Nairobi – The mild-mannered hero of “Hotel Rwanda” credited with saving hundreds of lives during the 1994 genocide, Paul Rusesabagina evolved into Kigali’s sharpest-tongued critic before being tried for terrorism.
The unassuming hotel manager in a smartly-pressed suit became the world’s most famous Rwandan after the film’s release, but angered his government by using the Hollywood limelight to crusade for political change in his tightly-controlled homeland.
Outside the country, his journey from celebrated hero to government nemesis went mostly unnoticed until August 2020, when Rusesabagina suddenly reappeared in Rwanda in handcuffs and prison uniform.
Police said the 67-year-old was a terrorist mastermind accused of financing a rebel group responsible for a string of deadly attacks inside the east African country.
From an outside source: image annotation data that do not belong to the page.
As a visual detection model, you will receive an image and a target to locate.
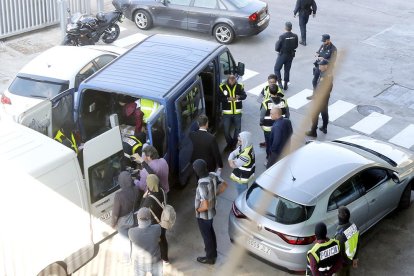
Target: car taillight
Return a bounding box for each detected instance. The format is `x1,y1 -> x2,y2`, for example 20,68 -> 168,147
232,202 -> 247,219
249,12 -> 259,21
265,227 -> 316,245
1,94 -> 11,104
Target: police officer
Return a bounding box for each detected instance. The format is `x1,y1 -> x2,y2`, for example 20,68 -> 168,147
293,0 -> 317,46
305,59 -> 333,138
260,84 -> 290,158
306,222 -> 341,276
274,22 -> 298,90
219,74 -> 247,150
307,34 -> 337,100
335,206 -> 359,276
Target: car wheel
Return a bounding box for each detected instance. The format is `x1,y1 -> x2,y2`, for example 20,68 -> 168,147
398,183 -> 411,209
213,24 -> 234,44
134,10 -> 152,30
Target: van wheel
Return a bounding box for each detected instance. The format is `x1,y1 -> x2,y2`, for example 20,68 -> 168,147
37,263 -> 68,276
134,10 -> 152,30
398,183 -> 411,209
213,23 -> 235,44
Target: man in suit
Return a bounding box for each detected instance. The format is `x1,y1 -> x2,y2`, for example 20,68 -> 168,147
190,115 -> 223,172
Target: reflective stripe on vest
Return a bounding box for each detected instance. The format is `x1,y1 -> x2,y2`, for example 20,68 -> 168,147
343,223 -> 359,260
53,129 -> 78,154
220,83 -> 242,114
306,239 -> 340,271
140,99 -> 159,123
230,146 -> 256,184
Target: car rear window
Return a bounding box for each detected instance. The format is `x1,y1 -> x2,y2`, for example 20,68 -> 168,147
246,183 -> 315,224
9,76 -> 69,99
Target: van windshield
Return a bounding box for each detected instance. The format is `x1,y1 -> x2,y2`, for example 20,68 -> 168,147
246,183 -> 315,225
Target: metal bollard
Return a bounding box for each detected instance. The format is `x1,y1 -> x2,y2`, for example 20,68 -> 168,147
57,0 -> 68,39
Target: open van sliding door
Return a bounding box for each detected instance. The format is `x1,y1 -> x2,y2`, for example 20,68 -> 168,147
175,78 -> 205,186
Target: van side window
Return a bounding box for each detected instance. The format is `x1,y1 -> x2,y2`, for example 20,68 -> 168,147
328,178 -> 361,211
88,151 -> 124,203
220,51 -> 234,82
179,82 -> 203,132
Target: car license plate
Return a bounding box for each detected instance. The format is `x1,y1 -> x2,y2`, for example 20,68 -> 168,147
257,15 -> 270,27
247,239 -> 272,255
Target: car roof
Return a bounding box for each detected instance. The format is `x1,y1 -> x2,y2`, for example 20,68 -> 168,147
256,141 -> 374,205
80,34 -> 222,99
18,46 -> 126,80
His family rejected the allegations, insisting Rusesabagina was a political prisoner, whose character never strayed from the quietly courageous man portrayed by Don Cheadle in the Oscar-nominated blockbuster.
“Dad has always advocated for justice, peace and human rights. Now he’s the one whose rights are being violated,” Rusesabagina’s niece and adopted daughter, Carine Kanimba, said.
Born in 1954 to farmers in central Rwanda, Rusesabagina briefly studied theology after school before taking a job at a hotel and studying hospitality in Kenya and Switzerland.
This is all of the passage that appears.